Are you feeling tired, anxious, sad, lonely, frustrated, or depressed—perhaps more than usual right now? If this sounds like you, you are not alone; many U.S.-based adults are feeling some mental strain as we enter month 16 of the coronavirus pandemic.
But it is not just the grown-ups. This also describes how a lot of children have been feeling. And it shouldn’t be a surprise.
Many kids spent the past school year struggling to stay engaged and keep their grades up while learning virtually during closures. Some experienced the heartbreak of losing loved ones to Covid-19, and the psychological strain of their parents losing employment. They have watched social injustice time and time again on television and social media. They have lost a year of “normal” childhood—playdates with friends, trips to playgrounds and the movies, proms and graduations.
Research has revealed the pandemic’s effect on kids’ mental states. The Child Mind Institute’s Coronavirus Health and Impact Survey found that a much higher proportion of children felt very or moderately sad, depressed, or unhappy. A Mental Health America report based on surveys conducted in 2020 found 11- to 17-year-olds were more likely than any other age group to score for moderate to severe symptoms of anxiety and depression throughout the pandemic. The same research found more than half of kids surveyed reported having thoughts of suicide or self-harm.

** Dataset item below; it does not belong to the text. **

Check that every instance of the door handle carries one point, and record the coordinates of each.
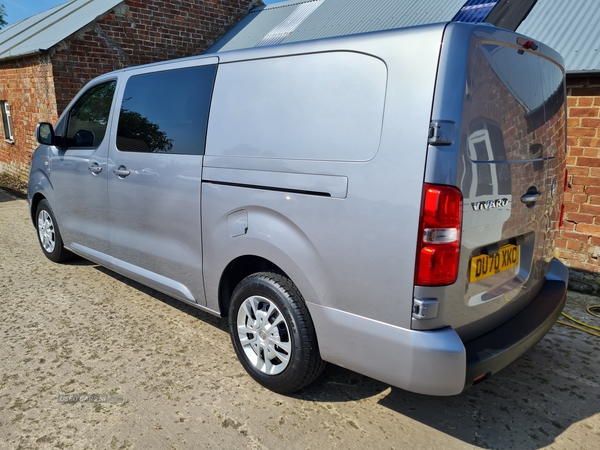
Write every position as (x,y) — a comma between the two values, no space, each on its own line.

Despite the reopening of our nation, this children’s mental health crisis is not over yet. As we learned from past disasters, the pandemic’s effects on children and youth whose lives have been upended may persist for years. Some kids may struggle to re-engage with schools and broader societal life as we return to normalcy.
The sheer scale and complexity of this crisis are such that no one company, organization, school, or individual can tackle it on their own. But if we don’t act fast, we will fail our children.

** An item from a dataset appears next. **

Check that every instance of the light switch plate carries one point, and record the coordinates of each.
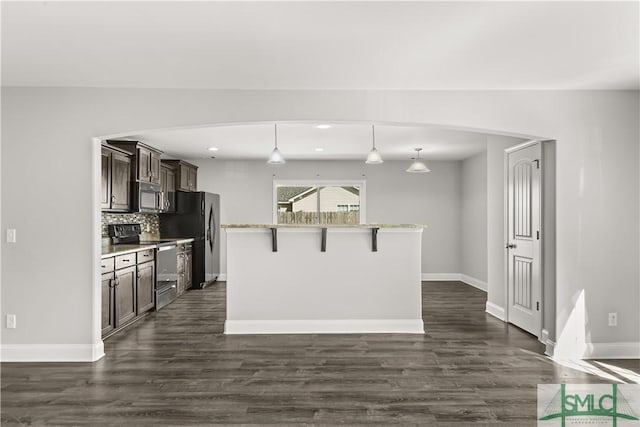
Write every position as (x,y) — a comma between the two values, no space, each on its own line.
(11,321)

We need a better approach.
First, we need to understand the intersection of children’s mental health with so many important factors. That includes physical health, education, workplace capacity, social equity, and criminal justice reform, just to name a few. If we can understand how these factors are interconnected, we can help address social inequity and prevent the criminalization of youth, especially in vulnerable communities while impacting mental health.
Second, we need to move beyond that understanding and into a position of advocacy. It is noteworthy that 75% of all lifetime mental illness begins before the age of 24, making early intervention a critical step in improving the wellbeing of our future workforce. We need to be educating ourselves, fighting stigma, and looking for expert resources.
As part of that work, we’ve seen several corporate partners stand up and create more extensive programs to support their own employees’ mental health. But not nearly enough has been done to support the needs of our children. In fact, philanthropic giving for mental health counts for only 1.3% of the total funding—despite research that shows more than 20% of U.S. adults experience mental illness. The portion of funding dedicated to children’s mental health is even smaller. There just aren’t enough resources to support everyone in need.
Finally, we need to support innovation. With such little funding in this area, there is very little room to see groundbreaking resources reach those that need it most. Finding ways to seek out those organizations and expand their pool of funding will be key to driving impact. For that reason, the Morgan Stanley Alliance launched our inaugural Innovation Awards to help funders to identify and support game-changing mental health care solutions for children and young people. Platforms like this can help connect innovators with capital and ultimately change the lives of our kids for the better.
While we like to describe kids as “resilient,” the truth is, they need our help when it comes to mental wellness. We cannot wait for the next school year for teachers and counselors to prioritize mental health—we must act now. We should consider it our obligation. We owe it to our children to make a difference for the next generation and help them emerge from this difficult situation stronger and better equipped to handle whatever life my bring them next.
Joan Steinberg is president of the Morgan Stanley Foundation and CEO of the Morgan Stanley Alliance for Children’s Mental Health’s Advisory Board.